By Sunil Garodia
First publised on 2022-04-08 14:34:23
The Monetary Policy Committee (MPC) of the RBI has maintained status quo on key policy rates and will continue to maintain the accommodative stance in its bi-monthly policy meeting for April. But it has revised the growth forecast for FY23 from 7.8% to 7.2% and also changed inflation projections to 5.7% from the earlier 4.5% mainly due to the war in Ukraine and the resultant upheaval in financial markets, high fuel and commodity prices and supply chain disruptions. It also prioritized inflation, as the other central banks across the world have been doing but without adopting a hawkish stance. RBI governor Shaktikanta Das said that "in the sequence of priorities we have now put inflation before growth. Stance continues to be accommodative and with an eye on withdrawal of accommodation."
The repo rate was maintained at the historic low of 4% while the reverse repo rate also remained at 3.35%. The standing deposit facility was activated with a rate 25 basis points below the repo rate and the marginal standing facility was kept at 25 basis points above the repo rate. The RBI also hiked the hold-to-maturity limit to 23% and said it would be brought down gradually to 19.5% in order to keep bond markets steady.

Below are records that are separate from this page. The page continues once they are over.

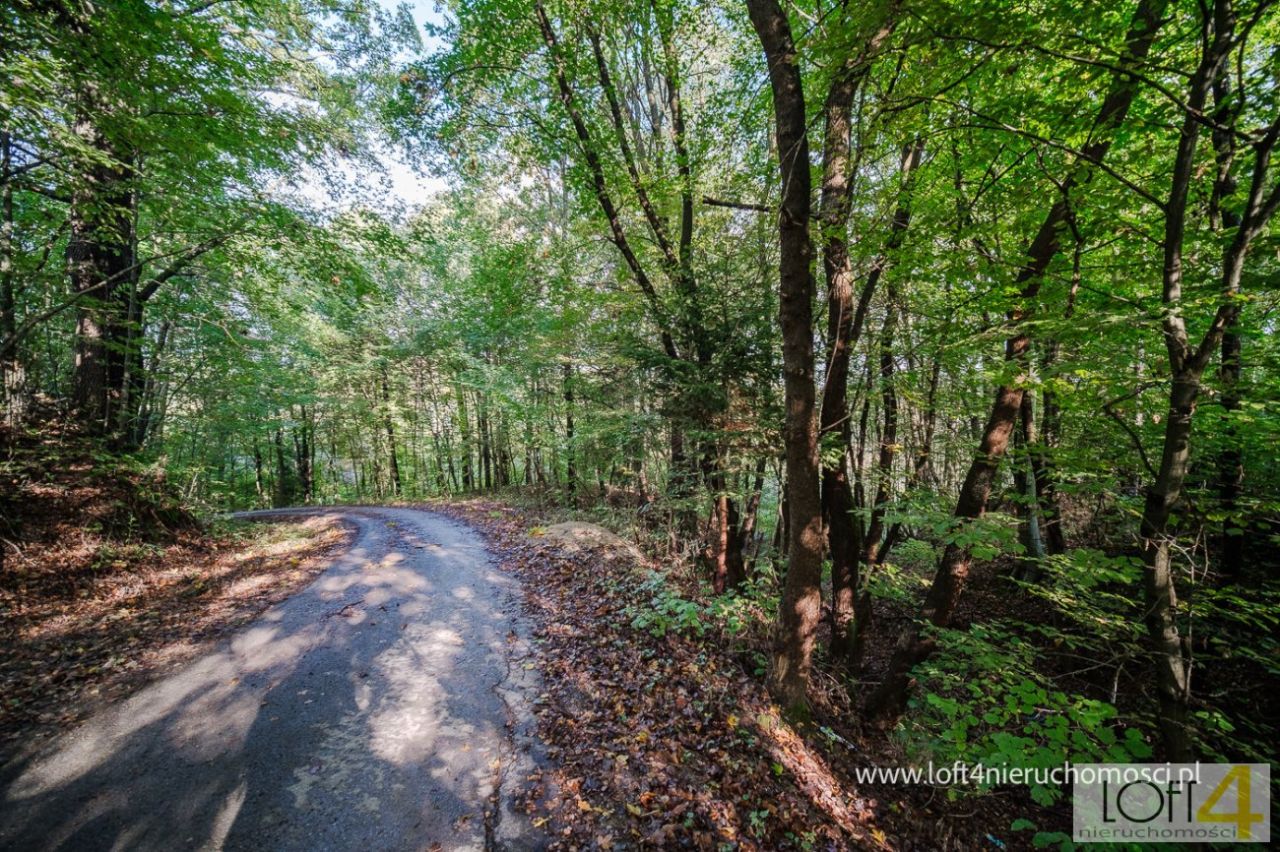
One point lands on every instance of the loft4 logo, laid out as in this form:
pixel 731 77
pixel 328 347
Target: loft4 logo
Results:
pixel 1171 802
pixel 1243 815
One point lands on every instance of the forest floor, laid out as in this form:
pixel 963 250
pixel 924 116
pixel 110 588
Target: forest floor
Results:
pixel 105 583
pixel 668 740
pixel 658 736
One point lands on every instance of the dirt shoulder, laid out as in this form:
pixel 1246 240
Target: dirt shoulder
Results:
pixel 86 622
pixel 659 738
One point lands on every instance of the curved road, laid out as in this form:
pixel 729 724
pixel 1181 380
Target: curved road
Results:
pixel 383 708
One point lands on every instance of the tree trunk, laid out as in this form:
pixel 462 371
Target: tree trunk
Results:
pixel 801 596
pixel 100 262
pixel 949 581
pixel 570 470
pixel 10 363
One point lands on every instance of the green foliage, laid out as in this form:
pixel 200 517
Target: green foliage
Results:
pixel 982 700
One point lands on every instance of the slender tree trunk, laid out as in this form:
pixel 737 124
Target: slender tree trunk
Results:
pixel 100 262
pixel 949 582
pixel 570 470
pixel 844 326
pixel 801 595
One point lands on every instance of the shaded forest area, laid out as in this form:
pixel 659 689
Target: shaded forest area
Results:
pixel 931 343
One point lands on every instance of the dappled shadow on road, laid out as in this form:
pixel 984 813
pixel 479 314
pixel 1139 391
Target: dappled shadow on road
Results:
pixel 359 714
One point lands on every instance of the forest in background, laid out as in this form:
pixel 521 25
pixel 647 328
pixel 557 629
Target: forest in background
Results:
pixel 837 306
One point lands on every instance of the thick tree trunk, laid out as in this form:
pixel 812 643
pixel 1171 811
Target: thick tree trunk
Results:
pixel 801 596
pixel 1171 653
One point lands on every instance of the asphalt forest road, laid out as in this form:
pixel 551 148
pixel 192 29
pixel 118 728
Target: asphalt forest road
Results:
pixel 383 708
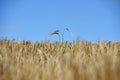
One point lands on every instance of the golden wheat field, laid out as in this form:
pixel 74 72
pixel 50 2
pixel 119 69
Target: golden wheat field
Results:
pixel 77 60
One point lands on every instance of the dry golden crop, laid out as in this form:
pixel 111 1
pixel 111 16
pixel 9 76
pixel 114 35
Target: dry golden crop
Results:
pixel 46 60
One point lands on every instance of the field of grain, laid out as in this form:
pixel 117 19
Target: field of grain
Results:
pixel 78 60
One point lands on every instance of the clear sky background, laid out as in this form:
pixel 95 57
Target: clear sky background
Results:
pixel 33 20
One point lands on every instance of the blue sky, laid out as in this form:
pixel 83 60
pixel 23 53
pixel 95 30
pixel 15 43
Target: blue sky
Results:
pixel 33 20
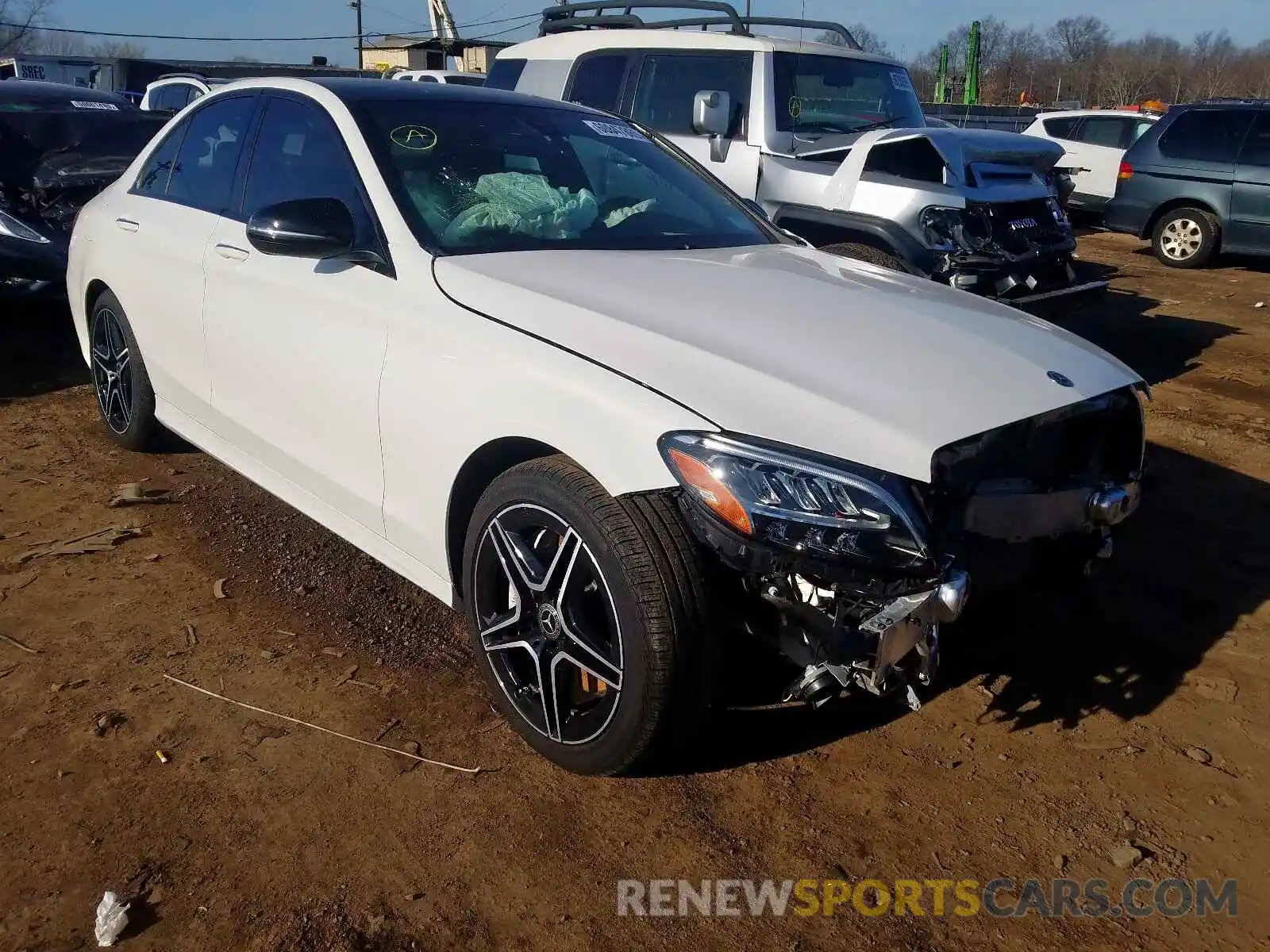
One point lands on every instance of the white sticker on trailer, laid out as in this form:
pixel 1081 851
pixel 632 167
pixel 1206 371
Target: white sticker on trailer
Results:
pixel 615 130
pixel 899 80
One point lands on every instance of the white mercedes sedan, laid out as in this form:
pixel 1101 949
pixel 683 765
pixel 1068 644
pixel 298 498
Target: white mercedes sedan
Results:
pixel 544 366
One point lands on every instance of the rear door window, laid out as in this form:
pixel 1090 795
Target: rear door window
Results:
pixel 597 82
pixel 203 171
pixel 152 181
pixel 1206 135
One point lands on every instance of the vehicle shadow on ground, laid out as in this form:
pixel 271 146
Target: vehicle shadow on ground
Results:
pixel 1191 562
pixel 1157 346
pixel 38 349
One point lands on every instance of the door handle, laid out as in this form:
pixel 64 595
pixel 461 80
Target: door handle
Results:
pixel 233 253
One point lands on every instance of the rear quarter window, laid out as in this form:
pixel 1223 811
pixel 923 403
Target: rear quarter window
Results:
pixel 1206 135
pixel 505 74
pixel 1060 129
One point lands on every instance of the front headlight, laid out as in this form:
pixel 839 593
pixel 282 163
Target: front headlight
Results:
pixel 808 505
pixel 12 228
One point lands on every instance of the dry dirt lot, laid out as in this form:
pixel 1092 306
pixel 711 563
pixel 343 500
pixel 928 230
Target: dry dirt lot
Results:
pixel 1060 733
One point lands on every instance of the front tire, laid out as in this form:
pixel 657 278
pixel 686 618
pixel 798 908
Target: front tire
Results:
pixel 586 615
pixel 1185 238
pixel 125 399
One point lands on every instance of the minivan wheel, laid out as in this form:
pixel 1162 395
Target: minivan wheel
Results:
pixel 125 397
pixel 583 613
pixel 1185 238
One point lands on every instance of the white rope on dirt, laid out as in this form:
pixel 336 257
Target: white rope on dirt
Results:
pixel 324 730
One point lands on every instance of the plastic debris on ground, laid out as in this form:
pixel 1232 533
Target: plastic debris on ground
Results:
pixel 112 918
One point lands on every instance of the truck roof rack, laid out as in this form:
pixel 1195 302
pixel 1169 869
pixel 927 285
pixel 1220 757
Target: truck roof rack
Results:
pixel 568 18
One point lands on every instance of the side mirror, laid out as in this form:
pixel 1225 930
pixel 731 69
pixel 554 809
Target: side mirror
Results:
pixel 711 112
pixel 304 228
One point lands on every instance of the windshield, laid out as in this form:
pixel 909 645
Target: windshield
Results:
pixel 827 94
pixel 475 177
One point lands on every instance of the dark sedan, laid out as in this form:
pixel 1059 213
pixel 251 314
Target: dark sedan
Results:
pixel 60 145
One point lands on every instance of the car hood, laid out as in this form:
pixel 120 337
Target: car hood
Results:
pixel 794 344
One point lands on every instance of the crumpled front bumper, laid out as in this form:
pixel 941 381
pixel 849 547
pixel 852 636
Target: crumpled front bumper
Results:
pixel 1041 272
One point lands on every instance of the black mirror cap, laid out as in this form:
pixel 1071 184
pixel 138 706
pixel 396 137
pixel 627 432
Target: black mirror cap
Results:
pixel 302 228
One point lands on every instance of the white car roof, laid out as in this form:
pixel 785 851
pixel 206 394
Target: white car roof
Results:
pixel 569 46
pixel 1070 113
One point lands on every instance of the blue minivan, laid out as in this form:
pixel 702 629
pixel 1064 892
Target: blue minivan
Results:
pixel 1199 182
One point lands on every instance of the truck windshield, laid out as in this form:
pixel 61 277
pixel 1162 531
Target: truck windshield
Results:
pixel 829 94
pixel 474 177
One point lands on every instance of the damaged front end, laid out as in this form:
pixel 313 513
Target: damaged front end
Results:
pixel 850 571
pixel 977 209
pixel 51 165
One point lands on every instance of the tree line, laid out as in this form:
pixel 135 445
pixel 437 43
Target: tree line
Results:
pixel 1080 59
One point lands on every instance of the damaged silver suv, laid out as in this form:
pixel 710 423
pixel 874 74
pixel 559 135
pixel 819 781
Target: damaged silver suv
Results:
pixel 827 140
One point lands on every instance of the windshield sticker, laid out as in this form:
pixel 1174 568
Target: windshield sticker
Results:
pixel 417 139
pixel 614 130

But after Das said that the bank will keep "an eye of withdrawal of accommodation", most analysts predict that the RBI will raise rates in the second half of FY23 and will also start squeezing out liquidity from the market. Yet, in this policy meeting, while the MPC has acknowledged the mischief high inflation can create, it has still chosen to bat for growth. This was best put by Churchil Bhatt, EVP & Debt Fund Manager at Kotak Mahindra Life Insurance Company who said that "the MPC has taken a timely step towards re-emphasizing its credibility as an inflation fighter without materially disrupting the growth impulse".